Other plotting libararies
# Don't forget to install Seaborn first: pip install seaborn
import seaborn as sns
# The rest of the code remains the same
# ...
# The updated method using Seaborn
def update_plot(self, df, column_name_x, column_name_y, column_name_label):
self.ax.clear()
sns.scatterplot(data=df, x = column_name_x, y = column_name_y, hue=column_name_label, ax=self.ax)

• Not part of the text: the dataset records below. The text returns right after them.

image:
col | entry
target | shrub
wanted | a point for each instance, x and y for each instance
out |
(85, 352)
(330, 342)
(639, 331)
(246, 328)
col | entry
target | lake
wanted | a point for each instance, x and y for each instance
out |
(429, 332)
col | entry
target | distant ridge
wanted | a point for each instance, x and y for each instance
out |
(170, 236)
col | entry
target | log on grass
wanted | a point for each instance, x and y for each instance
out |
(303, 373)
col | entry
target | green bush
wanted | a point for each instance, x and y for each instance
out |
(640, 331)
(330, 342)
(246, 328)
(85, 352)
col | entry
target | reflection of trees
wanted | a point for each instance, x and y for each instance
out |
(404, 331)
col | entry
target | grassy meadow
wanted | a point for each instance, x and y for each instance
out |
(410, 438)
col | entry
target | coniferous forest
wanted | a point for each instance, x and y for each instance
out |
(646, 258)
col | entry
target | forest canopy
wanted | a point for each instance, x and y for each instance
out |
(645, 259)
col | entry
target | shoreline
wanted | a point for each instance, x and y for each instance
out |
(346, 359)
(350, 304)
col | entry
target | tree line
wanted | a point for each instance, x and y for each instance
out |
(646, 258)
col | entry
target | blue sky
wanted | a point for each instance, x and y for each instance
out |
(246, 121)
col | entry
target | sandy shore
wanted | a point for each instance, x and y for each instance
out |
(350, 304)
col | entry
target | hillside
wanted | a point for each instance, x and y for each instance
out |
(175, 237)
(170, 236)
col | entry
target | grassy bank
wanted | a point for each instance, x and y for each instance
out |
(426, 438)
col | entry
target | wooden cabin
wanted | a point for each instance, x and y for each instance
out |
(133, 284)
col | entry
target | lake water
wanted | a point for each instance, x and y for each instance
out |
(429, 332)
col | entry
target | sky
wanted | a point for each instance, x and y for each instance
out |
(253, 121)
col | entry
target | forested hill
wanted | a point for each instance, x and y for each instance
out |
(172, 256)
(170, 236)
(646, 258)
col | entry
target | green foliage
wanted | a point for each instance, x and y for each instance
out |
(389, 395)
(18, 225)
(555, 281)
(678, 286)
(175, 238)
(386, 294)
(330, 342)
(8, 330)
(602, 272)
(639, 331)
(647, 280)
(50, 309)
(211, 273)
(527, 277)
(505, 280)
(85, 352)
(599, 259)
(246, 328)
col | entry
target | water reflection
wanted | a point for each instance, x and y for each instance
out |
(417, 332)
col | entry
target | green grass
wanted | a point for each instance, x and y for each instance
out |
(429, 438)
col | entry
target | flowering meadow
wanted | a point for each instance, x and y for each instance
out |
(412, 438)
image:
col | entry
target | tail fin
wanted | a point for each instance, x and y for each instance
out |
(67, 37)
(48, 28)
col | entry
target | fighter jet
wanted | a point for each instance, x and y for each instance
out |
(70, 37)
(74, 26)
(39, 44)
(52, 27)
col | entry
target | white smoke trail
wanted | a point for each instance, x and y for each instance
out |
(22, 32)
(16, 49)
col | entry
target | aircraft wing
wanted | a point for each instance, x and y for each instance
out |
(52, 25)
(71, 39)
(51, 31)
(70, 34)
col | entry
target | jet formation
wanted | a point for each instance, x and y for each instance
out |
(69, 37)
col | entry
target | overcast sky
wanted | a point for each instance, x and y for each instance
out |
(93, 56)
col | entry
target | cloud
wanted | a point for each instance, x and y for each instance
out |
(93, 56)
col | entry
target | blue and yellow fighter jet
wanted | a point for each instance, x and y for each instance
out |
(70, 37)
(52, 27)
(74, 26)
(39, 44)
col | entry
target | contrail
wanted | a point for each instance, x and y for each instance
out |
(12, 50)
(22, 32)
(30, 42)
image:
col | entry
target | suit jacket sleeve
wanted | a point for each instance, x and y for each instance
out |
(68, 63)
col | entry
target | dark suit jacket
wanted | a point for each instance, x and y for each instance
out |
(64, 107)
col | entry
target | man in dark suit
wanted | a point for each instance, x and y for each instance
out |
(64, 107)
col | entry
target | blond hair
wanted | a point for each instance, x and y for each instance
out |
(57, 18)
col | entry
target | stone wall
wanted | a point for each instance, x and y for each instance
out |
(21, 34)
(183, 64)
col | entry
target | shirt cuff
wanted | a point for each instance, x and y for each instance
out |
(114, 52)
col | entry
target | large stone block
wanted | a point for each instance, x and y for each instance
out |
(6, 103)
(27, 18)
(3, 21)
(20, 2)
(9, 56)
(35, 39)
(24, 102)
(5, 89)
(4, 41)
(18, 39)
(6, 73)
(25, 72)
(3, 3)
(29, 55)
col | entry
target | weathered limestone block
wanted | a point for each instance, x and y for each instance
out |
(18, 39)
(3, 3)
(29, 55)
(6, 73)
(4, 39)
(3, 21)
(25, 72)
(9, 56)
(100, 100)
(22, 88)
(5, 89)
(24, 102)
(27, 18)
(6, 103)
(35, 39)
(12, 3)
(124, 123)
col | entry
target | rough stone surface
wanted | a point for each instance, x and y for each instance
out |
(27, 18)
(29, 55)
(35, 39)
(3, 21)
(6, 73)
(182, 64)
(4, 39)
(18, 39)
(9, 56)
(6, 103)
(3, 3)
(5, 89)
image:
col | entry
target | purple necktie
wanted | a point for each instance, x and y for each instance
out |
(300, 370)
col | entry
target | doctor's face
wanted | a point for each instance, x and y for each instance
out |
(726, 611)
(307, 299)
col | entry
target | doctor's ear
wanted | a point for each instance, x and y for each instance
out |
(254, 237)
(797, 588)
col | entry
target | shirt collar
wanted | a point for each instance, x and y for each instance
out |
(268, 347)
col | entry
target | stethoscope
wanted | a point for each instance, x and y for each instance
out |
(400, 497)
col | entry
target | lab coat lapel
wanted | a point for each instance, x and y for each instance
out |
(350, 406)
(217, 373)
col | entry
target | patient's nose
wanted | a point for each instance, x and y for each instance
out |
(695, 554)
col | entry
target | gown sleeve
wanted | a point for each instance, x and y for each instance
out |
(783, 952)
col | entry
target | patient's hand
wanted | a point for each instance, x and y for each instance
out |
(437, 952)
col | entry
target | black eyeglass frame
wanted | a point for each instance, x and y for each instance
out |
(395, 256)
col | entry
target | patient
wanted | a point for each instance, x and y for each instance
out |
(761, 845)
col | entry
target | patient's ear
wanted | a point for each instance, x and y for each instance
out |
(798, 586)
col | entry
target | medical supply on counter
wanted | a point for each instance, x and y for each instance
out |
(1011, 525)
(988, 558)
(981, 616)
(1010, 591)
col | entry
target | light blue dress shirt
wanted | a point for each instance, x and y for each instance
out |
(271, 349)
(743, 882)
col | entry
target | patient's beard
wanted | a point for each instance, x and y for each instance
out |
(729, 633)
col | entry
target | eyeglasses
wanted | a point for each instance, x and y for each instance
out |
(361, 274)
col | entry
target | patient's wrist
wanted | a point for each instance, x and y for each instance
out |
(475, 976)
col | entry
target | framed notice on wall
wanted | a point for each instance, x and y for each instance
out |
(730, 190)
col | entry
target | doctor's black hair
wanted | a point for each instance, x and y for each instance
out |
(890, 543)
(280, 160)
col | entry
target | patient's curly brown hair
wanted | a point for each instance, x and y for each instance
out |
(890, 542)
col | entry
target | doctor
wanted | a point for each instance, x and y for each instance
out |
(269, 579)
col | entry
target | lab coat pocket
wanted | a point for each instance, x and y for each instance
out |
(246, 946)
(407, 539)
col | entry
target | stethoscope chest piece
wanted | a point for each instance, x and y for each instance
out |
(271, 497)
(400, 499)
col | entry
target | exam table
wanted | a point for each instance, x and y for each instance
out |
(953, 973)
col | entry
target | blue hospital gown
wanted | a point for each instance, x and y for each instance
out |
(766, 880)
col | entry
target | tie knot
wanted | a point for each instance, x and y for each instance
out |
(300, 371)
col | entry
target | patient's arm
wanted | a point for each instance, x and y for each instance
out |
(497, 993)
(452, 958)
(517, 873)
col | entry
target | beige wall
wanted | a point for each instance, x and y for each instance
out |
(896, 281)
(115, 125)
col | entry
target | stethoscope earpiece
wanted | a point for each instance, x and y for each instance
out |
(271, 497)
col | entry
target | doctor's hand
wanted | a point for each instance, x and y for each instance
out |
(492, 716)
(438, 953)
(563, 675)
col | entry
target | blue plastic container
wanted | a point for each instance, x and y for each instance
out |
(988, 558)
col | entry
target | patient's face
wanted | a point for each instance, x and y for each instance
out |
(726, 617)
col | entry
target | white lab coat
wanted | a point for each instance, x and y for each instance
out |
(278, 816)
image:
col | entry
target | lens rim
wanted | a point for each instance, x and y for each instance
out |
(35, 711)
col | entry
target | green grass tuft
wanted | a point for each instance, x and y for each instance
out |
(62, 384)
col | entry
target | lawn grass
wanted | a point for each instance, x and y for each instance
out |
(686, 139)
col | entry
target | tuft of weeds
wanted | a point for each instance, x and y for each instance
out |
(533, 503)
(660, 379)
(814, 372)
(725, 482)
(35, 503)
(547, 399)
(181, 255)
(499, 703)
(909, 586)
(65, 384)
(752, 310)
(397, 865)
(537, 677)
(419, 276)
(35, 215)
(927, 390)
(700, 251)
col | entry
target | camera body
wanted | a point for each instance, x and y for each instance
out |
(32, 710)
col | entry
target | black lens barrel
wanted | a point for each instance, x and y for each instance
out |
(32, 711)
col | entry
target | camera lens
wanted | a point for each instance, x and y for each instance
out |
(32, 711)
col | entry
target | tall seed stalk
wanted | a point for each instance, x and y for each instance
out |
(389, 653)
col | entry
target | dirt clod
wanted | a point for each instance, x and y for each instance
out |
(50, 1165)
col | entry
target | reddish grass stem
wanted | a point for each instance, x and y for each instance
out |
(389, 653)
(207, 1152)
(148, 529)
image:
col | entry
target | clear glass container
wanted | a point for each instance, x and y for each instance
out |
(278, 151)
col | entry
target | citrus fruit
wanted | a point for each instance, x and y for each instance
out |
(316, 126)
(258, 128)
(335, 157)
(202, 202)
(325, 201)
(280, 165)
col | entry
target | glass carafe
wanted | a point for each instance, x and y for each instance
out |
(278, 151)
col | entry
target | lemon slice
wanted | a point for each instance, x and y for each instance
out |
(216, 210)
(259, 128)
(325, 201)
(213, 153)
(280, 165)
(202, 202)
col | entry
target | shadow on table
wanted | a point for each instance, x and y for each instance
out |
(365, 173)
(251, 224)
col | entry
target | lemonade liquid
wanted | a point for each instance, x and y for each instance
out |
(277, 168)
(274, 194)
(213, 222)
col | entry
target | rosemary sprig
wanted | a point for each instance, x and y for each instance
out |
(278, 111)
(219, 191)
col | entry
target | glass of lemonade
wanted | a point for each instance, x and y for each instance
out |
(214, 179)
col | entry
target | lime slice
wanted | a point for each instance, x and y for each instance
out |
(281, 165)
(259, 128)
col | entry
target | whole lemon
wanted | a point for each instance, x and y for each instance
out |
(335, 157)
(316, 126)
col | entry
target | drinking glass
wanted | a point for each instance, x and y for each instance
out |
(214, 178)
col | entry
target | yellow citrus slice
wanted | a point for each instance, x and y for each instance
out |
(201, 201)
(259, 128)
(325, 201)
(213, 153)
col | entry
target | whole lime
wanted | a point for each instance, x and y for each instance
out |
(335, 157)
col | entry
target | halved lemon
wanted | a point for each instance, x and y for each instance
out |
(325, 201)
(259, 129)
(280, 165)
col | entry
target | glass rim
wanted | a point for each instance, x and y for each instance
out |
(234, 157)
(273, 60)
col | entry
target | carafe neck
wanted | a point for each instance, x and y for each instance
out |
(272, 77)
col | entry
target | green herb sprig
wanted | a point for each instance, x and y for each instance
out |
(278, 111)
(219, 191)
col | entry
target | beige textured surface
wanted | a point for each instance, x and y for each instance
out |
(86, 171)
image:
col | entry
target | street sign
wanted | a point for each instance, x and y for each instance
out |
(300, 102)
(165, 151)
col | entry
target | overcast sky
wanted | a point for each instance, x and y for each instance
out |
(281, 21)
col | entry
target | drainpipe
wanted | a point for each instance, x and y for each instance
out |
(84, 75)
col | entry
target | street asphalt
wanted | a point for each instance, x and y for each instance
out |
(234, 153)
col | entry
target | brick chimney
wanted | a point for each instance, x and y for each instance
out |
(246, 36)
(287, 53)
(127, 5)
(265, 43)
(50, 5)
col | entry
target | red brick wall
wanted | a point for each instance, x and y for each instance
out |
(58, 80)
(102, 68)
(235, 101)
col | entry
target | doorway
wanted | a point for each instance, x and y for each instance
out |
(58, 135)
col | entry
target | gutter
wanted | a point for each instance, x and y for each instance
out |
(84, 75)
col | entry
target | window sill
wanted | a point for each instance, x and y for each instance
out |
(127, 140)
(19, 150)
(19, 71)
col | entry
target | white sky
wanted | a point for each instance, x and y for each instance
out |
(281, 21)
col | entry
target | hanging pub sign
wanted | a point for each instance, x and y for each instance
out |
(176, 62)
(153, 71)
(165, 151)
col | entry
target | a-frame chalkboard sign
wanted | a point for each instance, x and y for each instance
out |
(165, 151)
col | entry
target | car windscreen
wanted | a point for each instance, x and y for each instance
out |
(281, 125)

self.x_lim = self.ax.get_xlim()
self.y_lim = self.ax.get_ylim()
self.request_plot_update()
Note the ax parameter that we have passed to Seaborn’s scatterplot() method: If ax is not None, Seaborn uses the given axis to draw into. This is important. Without the ax parameter, Seaborn tries to create a new axis and therefore a new chart.
Matplotlib and Seaborn are among the most popular, but certainly far from being the only plotting libraries in the Python world. There exists others like Ploty and Bokeh, that render interactive plots by default. But they output HTML and JavaScript, meaning that a renderer for web content like QWebEngine is needed to embed them into a PySide6 application.